Some purchases are admittedly inevitable – for example when an organisation needs to guarantee a source of raw materials for an essential process. But the vast majority of business purchases are discretionary in some way or another.
It’s no wonder that – according to a wide range of research – the most common outcome of a potential B2B buying exercise is actually a decision to “do nothing” and to stick with the status quo.
Selling against the status quo
You’d think it obvious, wouldn’t you, that any credible sales proposal ought to promote the need to take action as well as promoting the distinctive advantages of the vendor and their recommended solution?
And yet – unless my experience is particularly unusual – the vast majority of sales proposals still tend to focus on almost exclusively on why the customer should buy our solution, rather than on why the customer needs to take action at all.
That strategy may work when the purchase is indeed inevitable. But it’s a hopelessly inadequate approach when the purchase is discretionary, or when there is any doubt as to whether or when the prospect will take action.
As regular readers will know, I’m no great fan of using “BANT” [Budget, Authority, Need, and Timeframe] as the primary means of opportunity qualification. But even BANT qualified opportunities can fall prey to “do nothing” or “do it later” decisions.
Identifying and amplifying the Cost of Inaction
And whilst of course we need to help our customers to justify the return they can expect to get as a result of investing in our proposed solution, we first need to help them to recognise the costs and consequences of inaction – and what bad things could happen if they choose to continue on their current trajectory.
The perceived Cost of Inaction often turns out to be pivotal to a decision to spend money on a new solution, and there is solid psychology behind this. Research by the Nobel prize-winning behavioural economist Daniel Kahneman proved that buyers are 2-3 times more likely to respond to the threat of loss than they were to the potential for gain alone.

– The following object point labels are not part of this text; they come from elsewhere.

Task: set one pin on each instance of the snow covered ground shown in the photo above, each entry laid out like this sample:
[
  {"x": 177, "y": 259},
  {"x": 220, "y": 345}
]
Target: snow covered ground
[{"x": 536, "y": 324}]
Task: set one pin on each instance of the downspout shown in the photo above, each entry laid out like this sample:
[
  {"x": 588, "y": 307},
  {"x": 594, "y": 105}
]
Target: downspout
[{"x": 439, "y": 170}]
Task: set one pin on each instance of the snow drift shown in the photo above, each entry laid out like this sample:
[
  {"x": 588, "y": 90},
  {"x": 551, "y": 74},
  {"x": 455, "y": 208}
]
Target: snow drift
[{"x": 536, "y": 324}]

So, one of the very first things we need to qualify a potential opportunity for is the current likelihood that the prospect will take action. We need to determine whether this action is inevitable, probable or possible. Many sales methodologies use the term “compelling event” to identify inevitable purchases.
What is a “compelling event”?
A compelling event might – for example – be the potential to run out of critical raw material for an essential process. Or it might be a legal requirement to comply with a particular piece of legislation by a defined date.